Thank you in advance!!!


----------



## JimE (Apr 16, 2009)

Boot into the BIOS and see if it is detected in the BIOS. Sounds like a faulty drive. Laptop drives have a shorter life span than desktop drives. You can try removing reseating the drive, to verify a proper connection. You can also boot into the BIOS and see if it's detected there...if not, it is most likely faulty.


----------



## nebthet (Mar 12, 2011)

Hello and thanks for replying. 
Unfortunately, I did buy another optical drive. It was used and I did not have the possibility to check whether it really is functional as the seller claimed. But none of them are recognised by my laptop. I always just slide them in without crewing in the little bolt, but I guess it can't be the case... can it?

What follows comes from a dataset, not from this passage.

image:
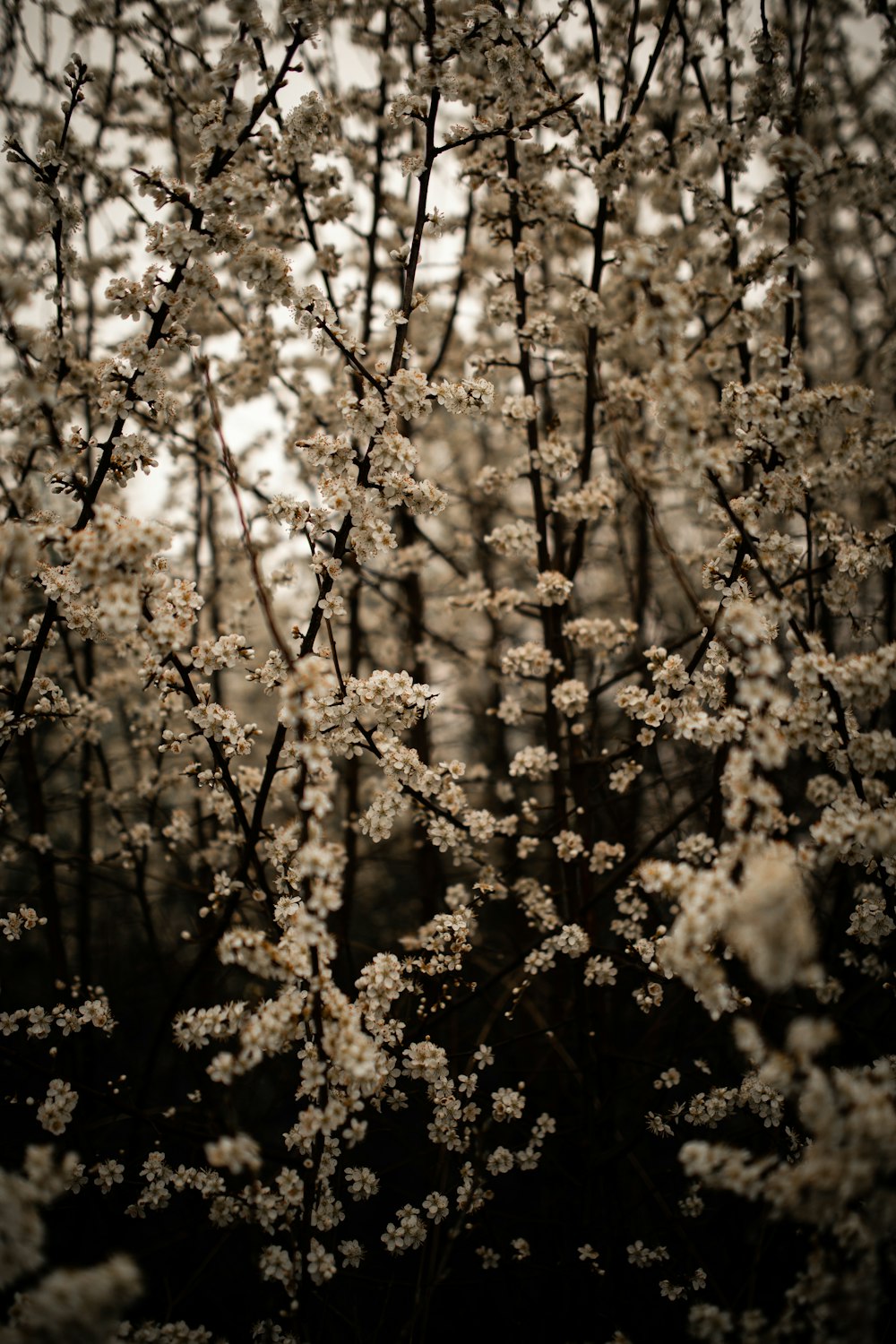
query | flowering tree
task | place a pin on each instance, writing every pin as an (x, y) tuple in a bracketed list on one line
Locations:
[(450, 859)]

As far as Bios settings concerns, the only thing regarding CD-rom that there is in my Bios is boot sequence. CD-rom is set on first place. Could updating BIOS help?


----------



## JimE (Apr 16, 2009)

Most BIOS will display the hardware that is detected (HDD's and CD/DVD drives). In any case, if it's not there already, updating won't help.

And if it's not working with two different drives, very likely there is a hardware issue. Either the motherboard controller, the drive connectors, or possibly just faulty drives (less likely now that you have tried two).


----------